Artificial Ascites: Greater Visibility and Insulation

Artificial ascites has two advantages: Visibility and insulation. First, water as a medium grants clearer vision of the tumor, which allows the insertion to be accurate. Liver cancer, for example, locates below the diaphragm, obstructed by air in the lungs, which prohibit ultrasound from identifying the tumor. Second, artificial ascites can act as an insulator during cauterization when the tumor is present near other vital organs to avoid any collateral damage.

Prior to injecting artificial ascites, a insertion point is selected at the abdominal region and is thoroughly sterilized. Take IV cannula, attach it to a syringe with 20 cc saline, and began the insertion slowly while pressing lightly on the syringe. If the saline can be injected into abdomen without any resistance, it means the needle has penetrated the abdominal wall and into the abdominal cavity. Now, insert 1 cm further so the catheter follows, then remove the hard needle and attach it to IV drip. If the drip flows smoothly and the patient is not in pain, the insertion is successful. In general, inject 1,000 to 2,000 cc saline to isolate the tumor from surrounding organs to about 5cm apart. Once the treatment is over, the ascites can be absorbed into the body after five to seven days. If the patient had previous surgical experiences, visceral adhesions may occur and reduce the success rate. Avoid injecting saline into the fascia, not only with it cause pain, but it would not have the intended effect.

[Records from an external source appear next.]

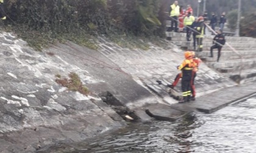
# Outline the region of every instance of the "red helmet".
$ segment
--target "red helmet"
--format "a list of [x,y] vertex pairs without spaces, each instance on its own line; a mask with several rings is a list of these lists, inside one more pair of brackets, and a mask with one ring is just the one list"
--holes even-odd
[[191,53],[190,51],[187,51],[184,53],[185,58],[188,59],[190,58],[191,58]]
[[198,17],[198,18],[197,18],[197,22],[200,22],[201,21],[204,21],[204,17],[202,17],[202,16]]
[[190,52],[191,54],[191,57],[194,57],[196,56],[196,53],[194,53],[194,51],[191,51]]

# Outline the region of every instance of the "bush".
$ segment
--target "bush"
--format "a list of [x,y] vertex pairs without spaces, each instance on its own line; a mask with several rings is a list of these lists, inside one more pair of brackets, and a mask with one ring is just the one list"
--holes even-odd
[[256,37],[256,13],[246,15],[241,20],[240,36]]
[[227,13],[227,19],[229,21],[228,27],[232,31],[234,31],[236,27],[238,13],[238,10],[233,10]]
[[[91,44],[91,36],[132,33],[163,36],[155,0],[9,0],[5,4],[13,30],[41,50],[56,41]],[[15,23],[13,23],[13,22]],[[82,38],[82,40],[80,39]],[[41,41],[43,40],[43,41]]]

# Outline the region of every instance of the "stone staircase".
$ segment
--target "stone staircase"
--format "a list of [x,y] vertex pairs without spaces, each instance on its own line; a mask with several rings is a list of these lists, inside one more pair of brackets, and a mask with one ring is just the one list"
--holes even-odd
[[[193,41],[186,41],[186,33],[171,32],[170,35],[174,44],[184,50],[193,49]],[[216,62],[217,49],[213,50],[214,57],[208,58],[213,37],[205,35],[203,52],[196,52],[197,56],[200,57],[208,67],[236,81],[243,83],[256,80],[256,39],[226,36],[226,42],[240,55],[225,45],[222,49],[219,62]],[[240,82],[241,80],[243,82]]]

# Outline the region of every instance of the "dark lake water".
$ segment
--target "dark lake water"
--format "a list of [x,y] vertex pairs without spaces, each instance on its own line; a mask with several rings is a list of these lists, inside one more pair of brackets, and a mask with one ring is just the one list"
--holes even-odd
[[256,96],[175,122],[130,123],[83,143],[52,146],[49,152],[256,152]]

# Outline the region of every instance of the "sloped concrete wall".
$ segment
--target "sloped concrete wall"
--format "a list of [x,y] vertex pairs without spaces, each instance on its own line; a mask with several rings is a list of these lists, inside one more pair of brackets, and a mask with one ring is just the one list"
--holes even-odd
[[[158,104],[177,103],[155,81],[167,84],[180,72],[176,67],[183,53],[172,44],[151,44],[149,50],[141,50],[103,40],[98,51],[67,42],[38,52],[10,33],[1,34],[0,42],[1,151],[29,152],[126,124],[98,96],[104,92],[110,92],[141,120],[150,119],[144,112],[147,107],[157,109]],[[89,87],[90,96],[55,83],[55,75],[67,76],[70,72],[77,73]],[[202,63],[196,85],[200,96],[235,83]]]

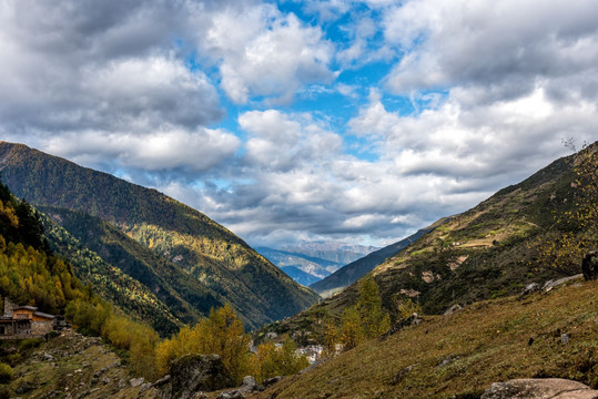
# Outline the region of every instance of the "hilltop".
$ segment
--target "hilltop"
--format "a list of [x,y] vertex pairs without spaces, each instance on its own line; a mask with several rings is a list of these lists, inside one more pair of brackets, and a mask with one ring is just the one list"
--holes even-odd
[[[146,287],[144,293],[156,294],[181,321],[230,301],[245,326],[255,328],[318,299],[232,232],[155,190],[6,142],[0,142],[0,171],[17,196],[43,209],[91,255]],[[52,245],[61,247],[58,241]],[[93,283],[104,270],[91,264],[75,274]],[[130,299],[136,297],[146,295]],[[165,321],[154,326],[160,323]],[[170,323],[162,332],[173,328]]]

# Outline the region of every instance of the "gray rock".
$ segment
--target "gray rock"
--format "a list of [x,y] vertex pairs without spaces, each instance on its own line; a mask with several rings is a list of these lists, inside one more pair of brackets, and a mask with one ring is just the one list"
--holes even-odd
[[463,310],[463,307],[458,304],[455,304],[453,305],[452,307],[449,307],[448,309],[446,309],[446,311],[444,313],[445,316],[450,316],[453,315],[454,313],[457,313],[459,310]]
[[276,382],[280,382],[282,381],[283,377],[282,376],[276,376],[276,377],[272,377],[272,378],[268,378],[266,379],[265,381],[262,382],[262,385],[267,388],[270,386],[273,386],[274,383]]
[[250,392],[253,392],[257,390],[257,381],[255,380],[255,378],[253,378],[253,376],[246,376],[245,378],[243,378],[241,388]]
[[393,381],[391,382],[391,385],[397,385],[398,382],[401,382],[403,378],[405,378],[405,376],[408,375],[409,371],[415,368],[415,366],[416,365],[411,365],[411,366],[405,367],[402,370],[398,370],[395,378],[393,378]]
[[420,323],[422,323],[422,318],[419,317],[419,315],[414,313],[409,317],[401,319],[397,323],[395,323],[393,326],[391,326],[388,331],[384,332],[379,339],[385,340],[393,334],[401,331],[403,328],[408,327],[408,326],[417,326]]
[[191,399],[199,391],[234,386],[217,355],[183,356],[172,362],[170,375],[170,398],[173,399]]
[[514,379],[494,382],[480,399],[597,399],[598,391],[581,382],[560,379]]
[[536,293],[536,291],[539,291],[539,290],[541,290],[541,287],[540,287],[540,285],[538,283],[528,284],[528,285],[525,286],[521,294],[519,294],[519,298],[526,297],[529,294]]
[[129,381],[129,383],[131,383],[131,387],[133,387],[133,388],[141,386],[143,382],[145,382],[145,380],[143,379],[143,377],[141,377],[141,378],[132,378],[132,379]]
[[558,287],[559,285],[562,285],[565,283],[569,283],[569,282],[575,280],[575,279],[578,279],[581,276],[582,276],[581,274],[578,274],[578,275],[575,275],[575,276],[562,277],[562,278],[559,278],[559,279],[556,279],[556,280],[548,280],[548,282],[544,283],[544,287],[541,287],[541,289],[545,293],[547,293],[550,289],[553,289],[555,287]]
[[592,250],[581,260],[581,273],[587,280],[598,278],[598,252]]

During RFA, the patient may feel discomfort or even pain on the upper abdomen. Painkillers and mild sedatives used to be administered for pain relief, but more often than not the patient struggles during the treatment, causing the needle to relocate and reduces the treatment effectiveness. Our hospital enrolled the service of anesthetist to perform intravenous anesthesia, so the patient can sleep through the treatment without any burden of pain.

The winning formula to the treatment of liver cancer lies in early discovery and early treatment. The current goal is complete cure. In the case of severe liver cancer, the current trend is combination therapy: Combining embolization with cauterization, and even chemical, targeted drug and radiation therapies. It would also entail the collaboration among the departments of surgery, medicine, radiology, oncology and radiation oncology to bring tumors under control, improve the life quality of patients and extend their life span.


photo1: Prior to the injection of artificial ascites. The patient undergoes ultrasound to identify the location and size of liver tumor (indicated with a yellow marker, over 4 cm in diameter).
photo2: After the injection of artificial ascites. To perform cauterization on the tumor, the doctor injected artificial ascites between the tumor and colon (as shown by an arrow) to isolate colon and liver and act as a protective cushion.